Рядом по-прежнему на широком кресле сидел Вадик Шляховский со своей любимой Соней на коленях и со стаканом дешевого злого портвейна в руках. Напротив, на диване развалился Эдик. А на валике возвышалась Галя Серегина. Все смотрели на меня и смеялись.
– Не выспался я сегодня, – пробовал оправдываться я.
– Говорили тебе, бросай свою работу инженегра, иди к нам в дворники. Ты же – поэт! – как всегда, резким трагичным голосом продекламировала Галя.
– Действительно, на дворе последняя четверть двадцатого века, свобода духа, слова, а ты в патриота играешь, – возвел свои, с вековой грустью, глаза Эдик.
– Надо подумать, – ответил я, все еще не отойдя от своего то ли сна, то ли забытья.
– Не думать, а решаться надо. Будешь, как мы, – поддержал всех Шляховский.

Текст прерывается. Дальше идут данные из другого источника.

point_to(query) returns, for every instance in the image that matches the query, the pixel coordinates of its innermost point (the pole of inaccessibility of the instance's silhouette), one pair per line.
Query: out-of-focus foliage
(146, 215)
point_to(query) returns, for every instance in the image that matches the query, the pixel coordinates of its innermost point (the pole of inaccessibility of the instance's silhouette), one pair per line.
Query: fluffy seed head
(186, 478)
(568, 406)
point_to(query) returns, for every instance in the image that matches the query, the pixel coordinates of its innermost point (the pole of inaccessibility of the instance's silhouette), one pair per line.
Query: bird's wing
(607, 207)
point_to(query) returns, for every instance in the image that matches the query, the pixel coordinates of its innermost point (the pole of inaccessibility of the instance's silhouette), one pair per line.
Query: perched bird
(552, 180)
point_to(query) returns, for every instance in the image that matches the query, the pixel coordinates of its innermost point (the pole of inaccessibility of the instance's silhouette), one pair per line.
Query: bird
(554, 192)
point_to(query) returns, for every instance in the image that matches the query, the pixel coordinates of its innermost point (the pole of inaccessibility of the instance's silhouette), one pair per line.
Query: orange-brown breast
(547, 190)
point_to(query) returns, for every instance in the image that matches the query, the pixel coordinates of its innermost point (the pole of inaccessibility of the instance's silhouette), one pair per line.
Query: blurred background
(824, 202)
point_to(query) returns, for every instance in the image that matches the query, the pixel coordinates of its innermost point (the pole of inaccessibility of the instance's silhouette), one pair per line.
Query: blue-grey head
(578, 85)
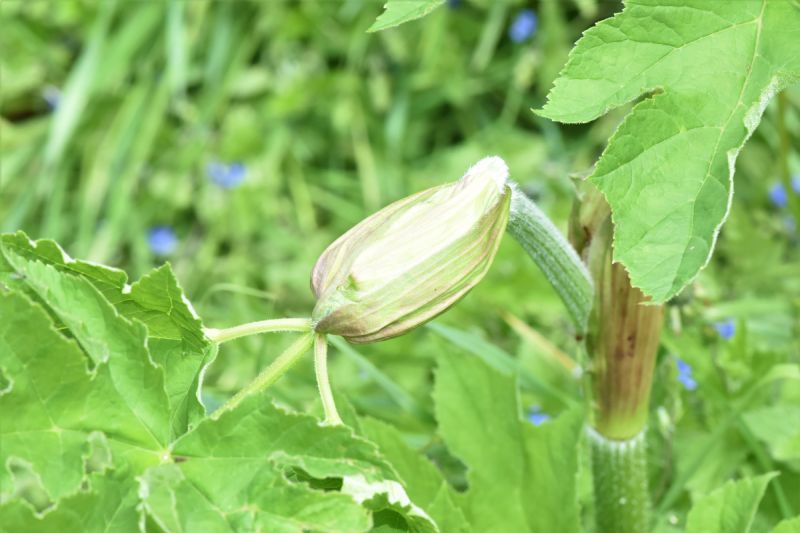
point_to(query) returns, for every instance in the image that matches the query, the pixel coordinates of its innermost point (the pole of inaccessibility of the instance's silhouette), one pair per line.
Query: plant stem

– Ну, допустим, не как все, – томно, накинув на темные оливковые, огромные глаза тень ресниц, почти прошептала Соня. Она была переводчицей в каком-то посольстве. Но вот ведь настоящая женская любовь и преданность: не погнушалась дворника Шляховского. Впрочем, и тот имел высшее образование. А Галя вообще училась в Литературном институте.
– Но… давайте послушаем Шляховского, – как бы встрепенулась Соня. Она почему-то всегда называла Вадима по фамилии. – Я сегодня ночевала у родителей, а он, оказывается, написал новые стихи. Прочитай, милый!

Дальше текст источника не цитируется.